The notice previews rules Treasury and IRS intend to include in forthcoming regulations. It focuses on new OZ designations going forward, transition rules for investors with existing deferred gains, and transition rules for Qualified Opportunity Funds (QOFs) and Qualified Opportunity Zone Businesses (QOZBs) operating in OZs designated under the prior law. (Tax Notes, June 18 | Reuters, June 22)
Why It Matters
The guidance is a major development for Opportunity Funds and OZ businesses with projects in OZ 1.0 census tracts as the program transitions to the new permanent OZ framework under the One Big Beautiful Bill (OB3)Act.
While the OB3 Act permanently extended and improved the OZ tax incentives, it left unresolved tax questions affecting investments in expiring OZ 1.0 tracts, including how far along a project must be before a census tract expires and whether future capital expenditures can continue to qualify for the tax incentives.

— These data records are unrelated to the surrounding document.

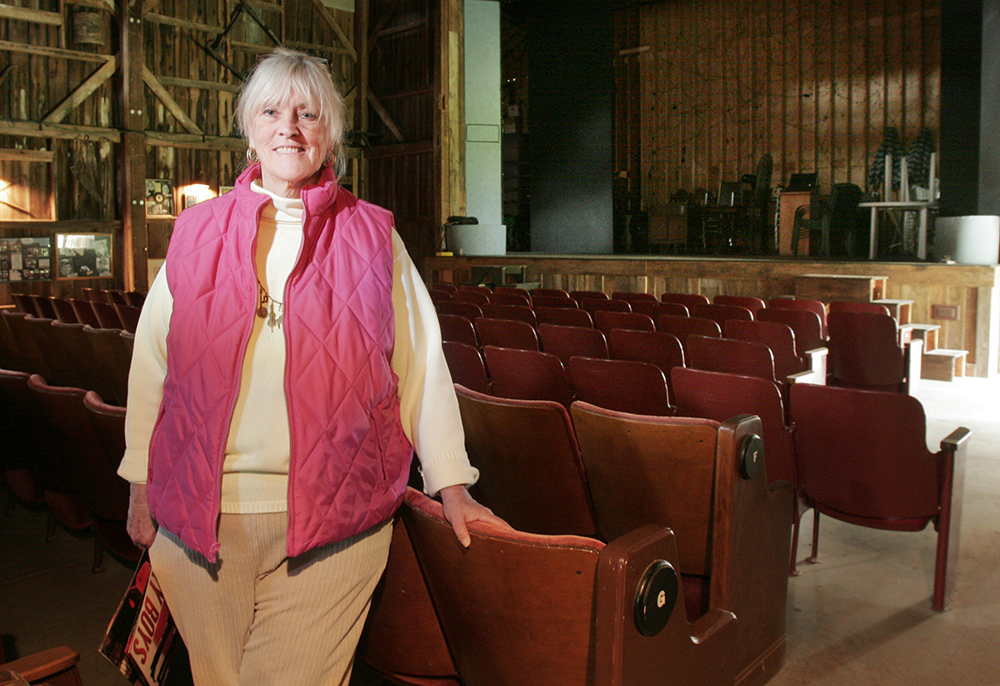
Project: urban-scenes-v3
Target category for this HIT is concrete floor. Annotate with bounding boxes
[0,378,1000,686]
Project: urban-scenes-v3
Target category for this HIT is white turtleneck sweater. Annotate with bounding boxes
[118,181,478,513]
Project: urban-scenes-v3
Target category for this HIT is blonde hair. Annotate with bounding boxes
[234,47,347,179]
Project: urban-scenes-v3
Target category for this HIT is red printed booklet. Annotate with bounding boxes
[100,552,194,686]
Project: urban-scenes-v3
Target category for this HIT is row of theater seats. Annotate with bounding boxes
[432,287,921,392]
[0,310,135,414]
[359,376,969,686]
[0,369,139,572]
[11,289,144,333]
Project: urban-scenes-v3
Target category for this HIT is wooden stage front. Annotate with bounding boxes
[424,253,1000,377]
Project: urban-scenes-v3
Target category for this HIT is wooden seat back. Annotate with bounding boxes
[571,402,794,683]
[402,489,736,686]
[456,386,597,536]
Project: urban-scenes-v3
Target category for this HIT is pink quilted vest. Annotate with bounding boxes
[147,166,413,561]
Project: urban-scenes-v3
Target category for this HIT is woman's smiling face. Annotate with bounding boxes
[249,91,329,198]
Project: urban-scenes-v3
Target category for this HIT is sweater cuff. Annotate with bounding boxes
[118,450,149,484]
[420,450,479,497]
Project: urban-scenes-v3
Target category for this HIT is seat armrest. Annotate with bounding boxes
[594,525,737,686]
[0,646,81,684]
[806,346,830,386]
[785,369,819,383]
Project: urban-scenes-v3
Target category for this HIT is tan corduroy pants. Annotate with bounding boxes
[149,512,392,686]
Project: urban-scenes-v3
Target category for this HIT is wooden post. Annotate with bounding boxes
[436,0,466,224]
[354,0,371,199]
[118,2,149,291]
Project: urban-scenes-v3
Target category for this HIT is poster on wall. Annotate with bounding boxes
[146,179,174,215]
[0,238,52,281]
[56,233,111,279]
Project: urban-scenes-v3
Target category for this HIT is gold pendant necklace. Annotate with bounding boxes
[257,277,285,331]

The IRS guidance partially adopts a framework proposed by RER that focuses on whether an OZ business has a working capital safe harbor plan in place going forward. (Roundtable Weekly, March 6)
The Notice
Under the notice, property acquired after Dec. 31, 2026, in a previously designated OZ may still qualify if certain conditions are met. (Seyfarth, June 23)

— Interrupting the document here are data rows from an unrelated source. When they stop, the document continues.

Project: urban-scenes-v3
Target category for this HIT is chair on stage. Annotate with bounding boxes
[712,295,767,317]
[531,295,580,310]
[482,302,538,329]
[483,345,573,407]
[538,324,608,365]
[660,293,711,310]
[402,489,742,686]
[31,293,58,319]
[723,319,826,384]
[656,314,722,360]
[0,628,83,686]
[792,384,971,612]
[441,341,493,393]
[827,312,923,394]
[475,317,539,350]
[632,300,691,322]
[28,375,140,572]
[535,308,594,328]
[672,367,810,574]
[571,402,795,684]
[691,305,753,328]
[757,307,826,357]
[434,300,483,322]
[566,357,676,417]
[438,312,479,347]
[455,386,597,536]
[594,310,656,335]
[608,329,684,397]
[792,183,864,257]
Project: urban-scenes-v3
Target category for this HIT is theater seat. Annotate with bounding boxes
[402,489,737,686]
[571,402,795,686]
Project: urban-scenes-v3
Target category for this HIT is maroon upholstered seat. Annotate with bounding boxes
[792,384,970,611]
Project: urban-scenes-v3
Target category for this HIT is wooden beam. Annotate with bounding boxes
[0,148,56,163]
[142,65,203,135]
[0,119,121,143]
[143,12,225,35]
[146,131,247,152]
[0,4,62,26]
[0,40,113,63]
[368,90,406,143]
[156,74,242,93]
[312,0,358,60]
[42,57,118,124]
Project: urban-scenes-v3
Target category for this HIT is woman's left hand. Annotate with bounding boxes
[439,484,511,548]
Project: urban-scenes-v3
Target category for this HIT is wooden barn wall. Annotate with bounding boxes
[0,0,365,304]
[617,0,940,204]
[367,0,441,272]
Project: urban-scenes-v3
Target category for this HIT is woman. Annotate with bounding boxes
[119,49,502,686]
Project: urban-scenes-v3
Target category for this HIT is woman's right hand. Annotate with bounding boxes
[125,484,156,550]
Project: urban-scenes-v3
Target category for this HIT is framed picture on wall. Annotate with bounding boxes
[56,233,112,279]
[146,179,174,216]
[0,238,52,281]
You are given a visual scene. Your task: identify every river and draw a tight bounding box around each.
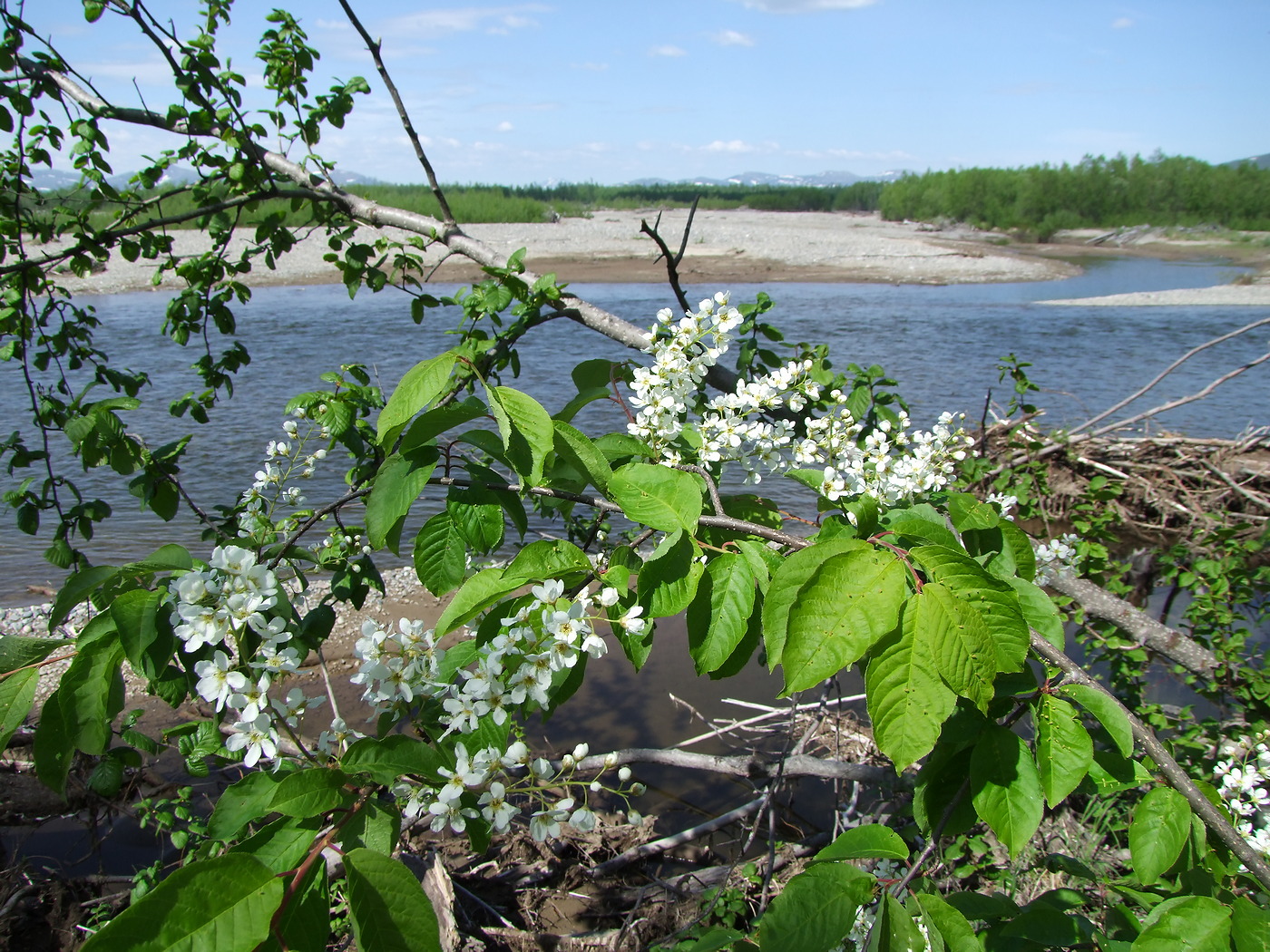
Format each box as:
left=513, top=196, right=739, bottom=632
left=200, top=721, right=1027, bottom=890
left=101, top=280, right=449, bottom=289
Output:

To qualify, the OZ business must have a written working capital plan in place by Dec. 31, 2026; future property acquisitions must be consistent with that plan; the business must receive at least 10% of its estimated working capital assets by year-end; and it must expend at least 5% of those assets by Dec. 31, 2026. (IRS Notice 2026-40, June 18)
The notice also clarifies how OZ compliance tests apply after an OZ 1.0 census tract expires. In certain cases, a previously designated OZ can continue to be treated as a qualifying zone for purposes of the “substantial use” test and the requirement that at least 50% of a business’s gross income be derived from the active conduct of a trade or business in a qualified OZ. (IRS Notice 2026-40, June 18 | Reuters, June 22)
The guidance provides important certainty for real estate investors, developers, and businesses seeking to move forward with projects in low-income communities during the transition from OZ 1.0 to the new permanent OZ framework.
RER Advocacy
RER has consistently urged Treasury and the IRS to provide transition rules for OZ 1.0 projects, including through a December 2025 letter, March 2026 follow-up comments, and draft guidance developed by RER’s Opportunity Zone Working Group. (Roundtable Weekly, March 6)
RER emphasized that unresolved questions surrounding expiring census tract designations could delay projects, discourage new fund formation, and undermine housing production and community development efforts.
While the notice includes many important details that remain under review, its issuance marks a major step forward in providing greater certainty for long-term OZ investment in underserved communities.
RER’s Opportunity Zone Working Group will review the implications of Notice 2026-40 in the days ahead and continue to engage with Treasury and the IRS to support clear, workable implementation of the new OZ framework.